Frankfurt is evolving and shaking off its boring reputation. While the city certainly is the financial hub of Germany and every fifth worker is a suit-clad banker, many of the creatives who fled the city in the 1990s have been moving back. With them they bring pop-up restaurants, sexy urban bars, and a laid-back vibe that most people in this city can only benefit from.
When to Go
May to September are the nicest months to enjoy outdoor activities and make the most of what the city and surrounding areas have to offer. Make sure to wrap up in layers. October might feel like an Indian Summer—sunny and clear and with above average temperatures—but it might also be cold and rainy. Be prepared for temperatures to be freezing when you visit the Christmas markets, yet another reason to enjoy some of the lovely mulled wine served all around the city.
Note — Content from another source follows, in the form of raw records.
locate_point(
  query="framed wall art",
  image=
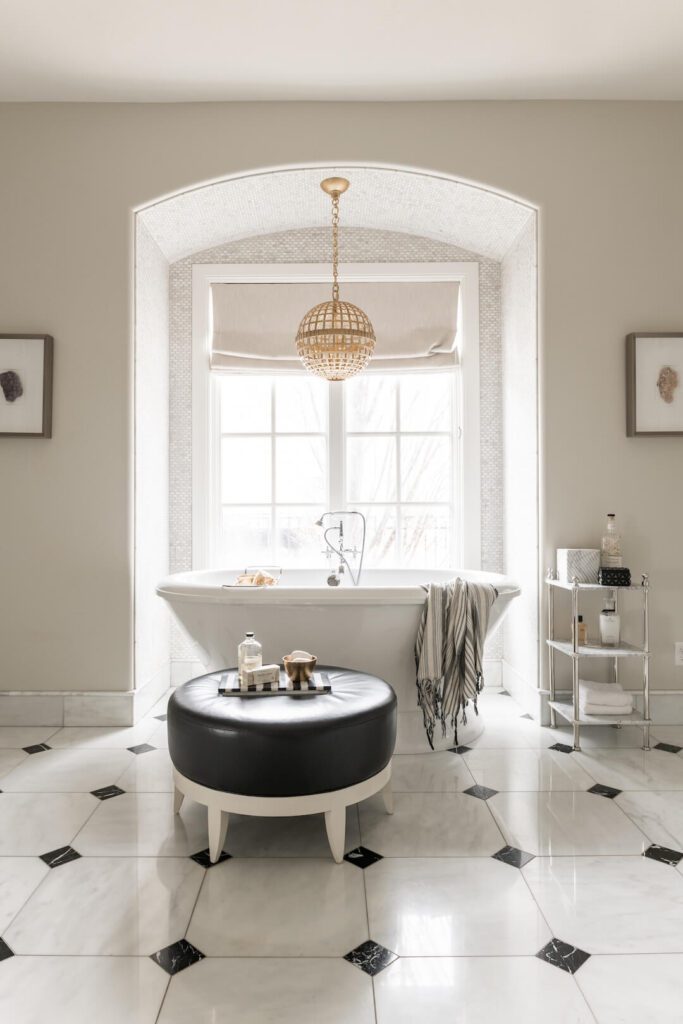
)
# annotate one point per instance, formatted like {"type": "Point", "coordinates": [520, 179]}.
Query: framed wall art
{"type": "Point", "coordinates": [654, 384]}
{"type": "Point", "coordinates": [26, 385]}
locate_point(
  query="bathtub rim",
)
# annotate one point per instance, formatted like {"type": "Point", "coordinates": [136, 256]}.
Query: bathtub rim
{"type": "Point", "coordinates": [188, 588]}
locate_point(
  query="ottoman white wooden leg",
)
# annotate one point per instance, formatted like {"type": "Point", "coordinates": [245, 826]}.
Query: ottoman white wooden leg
{"type": "Point", "coordinates": [387, 797]}
{"type": "Point", "coordinates": [220, 805]}
{"type": "Point", "coordinates": [218, 821]}
{"type": "Point", "coordinates": [335, 822]}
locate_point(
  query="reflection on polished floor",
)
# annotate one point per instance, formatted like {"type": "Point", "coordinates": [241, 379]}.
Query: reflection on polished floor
{"type": "Point", "coordinates": [514, 883]}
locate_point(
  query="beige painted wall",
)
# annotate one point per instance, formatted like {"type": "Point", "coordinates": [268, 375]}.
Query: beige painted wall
{"type": "Point", "coordinates": [606, 178]}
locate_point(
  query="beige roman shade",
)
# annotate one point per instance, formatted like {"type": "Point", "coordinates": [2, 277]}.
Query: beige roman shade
{"type": "Point", "coordinates": [255, 325]}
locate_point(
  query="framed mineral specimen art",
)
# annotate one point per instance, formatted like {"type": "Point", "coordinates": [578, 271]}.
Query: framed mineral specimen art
{"type": "Point", "coordinates": [653, 384]}
{"type": "Point", "coordinates": [26, 385]}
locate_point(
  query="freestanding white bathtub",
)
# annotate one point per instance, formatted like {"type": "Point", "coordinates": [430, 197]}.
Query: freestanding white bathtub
{"type": "Point", "coordinates": [372, 627]}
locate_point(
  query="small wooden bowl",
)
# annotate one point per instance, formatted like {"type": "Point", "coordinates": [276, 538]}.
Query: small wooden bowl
{"type": "Point", "coordinates": [299, 672]}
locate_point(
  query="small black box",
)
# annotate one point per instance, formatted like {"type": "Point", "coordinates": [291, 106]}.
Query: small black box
{"type": "Point", "coordinates": [614, 577]}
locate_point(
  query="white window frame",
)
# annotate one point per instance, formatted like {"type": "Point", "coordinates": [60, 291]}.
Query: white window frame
{"type": "Point", "coordinates": [205, 404]}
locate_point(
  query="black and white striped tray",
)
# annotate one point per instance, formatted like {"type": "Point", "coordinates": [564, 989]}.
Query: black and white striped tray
{"type": "Point", "coordinates": [228, 686]}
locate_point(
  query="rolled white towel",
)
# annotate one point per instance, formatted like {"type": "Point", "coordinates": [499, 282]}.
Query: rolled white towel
{"type": "Point", "coordinates": [591, 709]}
{"type": "Point", "coordinates": [609, 694]}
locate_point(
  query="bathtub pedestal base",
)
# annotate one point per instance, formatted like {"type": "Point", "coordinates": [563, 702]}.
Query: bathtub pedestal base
{"type": "Point", "coordinates": [333, 805]}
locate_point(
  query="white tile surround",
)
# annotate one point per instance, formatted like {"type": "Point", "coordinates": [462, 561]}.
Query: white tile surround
{"type": "Point", "coordinates": [449, 925]}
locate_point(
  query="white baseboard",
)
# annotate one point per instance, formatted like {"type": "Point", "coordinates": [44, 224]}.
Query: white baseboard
{"type": "Point", "coordinates": [526, 695]}
{"type": "Point", "coordinates": [95, 708]}
{"type": "Point", "coordinates": [493, 674]}
{"type": "Point", "coordinates": [183, 669]}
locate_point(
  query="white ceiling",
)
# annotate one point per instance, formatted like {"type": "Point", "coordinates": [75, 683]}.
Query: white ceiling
{"type": "Point", "coordinates": [174, 50]}
{"type": "Point", "coordinates": [416, 203]}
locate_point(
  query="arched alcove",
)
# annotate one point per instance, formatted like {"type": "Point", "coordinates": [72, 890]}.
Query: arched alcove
{"type": "Point", "coordinates": [281, 215]}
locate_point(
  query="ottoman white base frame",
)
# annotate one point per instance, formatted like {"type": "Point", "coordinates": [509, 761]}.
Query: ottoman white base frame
{"type": "Point", "coordinates": [332, 804]}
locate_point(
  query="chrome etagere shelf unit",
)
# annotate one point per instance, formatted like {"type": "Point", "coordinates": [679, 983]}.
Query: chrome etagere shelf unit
{"type": "Point", "coordinates": [569, 710]}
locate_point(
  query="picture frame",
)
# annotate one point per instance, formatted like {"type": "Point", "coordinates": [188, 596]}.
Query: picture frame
{"type": "Point", "coordinates": [26, 385]}
{"type": "Point", "coordinates": [654, 384]}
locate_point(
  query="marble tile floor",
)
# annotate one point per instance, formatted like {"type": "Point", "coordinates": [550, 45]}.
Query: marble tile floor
{"type": "Point", "coordinates": [514, 883]}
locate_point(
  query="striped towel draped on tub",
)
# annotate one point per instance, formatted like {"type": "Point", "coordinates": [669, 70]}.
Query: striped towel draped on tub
{"type": "Point", "coordinates": [449, 651]}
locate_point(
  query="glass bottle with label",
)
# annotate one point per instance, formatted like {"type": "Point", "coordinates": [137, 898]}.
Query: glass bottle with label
{"type": "Point", "coordinates": [610, 625]}
{"type": "Point", "coordinates": [610, 546]}
{"type": "Point", "coordinates": [250, 654]}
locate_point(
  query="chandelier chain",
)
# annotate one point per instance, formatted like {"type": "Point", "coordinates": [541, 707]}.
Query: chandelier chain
{"type": "Point", "coordinates": [335, 247]}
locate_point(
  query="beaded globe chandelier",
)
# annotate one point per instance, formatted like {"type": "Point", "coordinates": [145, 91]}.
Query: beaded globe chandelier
{"type": "Point", "coordinates": [335, 339]}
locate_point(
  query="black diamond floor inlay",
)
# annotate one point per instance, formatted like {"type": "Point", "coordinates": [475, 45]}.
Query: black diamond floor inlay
{"type": "Point", "coordinates": [363, 857]}
{"type": "Point", "coordinates": [563, 955]}
{"type": "Point", "coordinates": [664, 854]}
{"type": "Point", "coordinates": [604, 791]}
{"type": "Point", "coordinates": [204, 858]}
{"type": "Point", "coordinates": [177, 956]}
{"type": "Point", "coordinates": [480, 792]}
{"type": "Point", "coordinates": [108, 792]}
{"type": "Point", "coordinates": [37, 748]}
{"type": "Point", "coordinates": [55, 858]}
{"type": "Point", "coordinates": [371, 956]}
{"type": "Point", "coordinates": [511, 855]}
{"type": "Point", "coordinates": [141, 749]}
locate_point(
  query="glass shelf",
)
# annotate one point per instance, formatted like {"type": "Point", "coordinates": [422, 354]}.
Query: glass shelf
{"type": "Point", "coordinates": [565, 709]}
{"type": "Point", "coordinates": [591, 586]}
{"type": "Point", "coordinates": [596, 650]}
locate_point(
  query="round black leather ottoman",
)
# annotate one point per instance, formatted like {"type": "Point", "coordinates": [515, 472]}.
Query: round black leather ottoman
{"type": "Point", "coordinates": [282, 755]}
The Frankfurt Oktoberfest is a fun experience with a number of events in September and October each year. Enjoy German DJs and bands and sample the local cuisine such as roast chicken, pretzels, white sausage, meat loaf, and Schweinshaxn. For a more relaxed and romantic experience, visit the city in December and stroll around the Christmas Market. The Frankfurt Christmas Market is one of Germany’s largest and the scenic surroundings on the Römerberg and St. Paul's Square make it one of Germany's most beautiful, too.
What to Eat
Could any meal be more iconic than the one named after the city? Frankfurter sausages, originally from the 13th century, are now known and enjoyed all over the world. Usually served with mustard and bread or potato salad, they make for a budget-friendly meal—even on the go. Pair it with some abbelwoi (apple wine) and you have the perfect combo. It’s the drink of the region and according to some people, it’s an acquired taste. The area around Frankfurt is one of the main fruit-producing regions in Germany and therefore it should come as no surprise that some of it is allowed to ferment and become alcoholic.
Souvenir to Take Home
You may not remember everything that happened after that first bottle of apple wine, but you can always bring a bottle back home to remember Frankfurt. Or better yet, buy a Bembel. A Bembel is the stoneware pitcher your wine was probably served in. It is usually gray in color with a simple blue design behind the glaze and keeps your wine cool in summer.
Sustainable Travel Tip
Frankfurt is flat and dense and the best way to get a feel for the city is to explore it by foot. You can see the varying facets of this city of contrasts by joining one of the free walking tours. Explore the Medieval Old Town, the Römer, the cathedral, and numerous hidden gems and local secrets from the friendly, authentic local guides.
Head out to Eisener Steg (Iron Footbridge) for the perfect shot of the Frankfurt skyline. This famous iron and concrete footbridge connects the city center with the old town of Sachsenhausen on the southern banks of the river Main. It’s also the site for thousands of locks of love.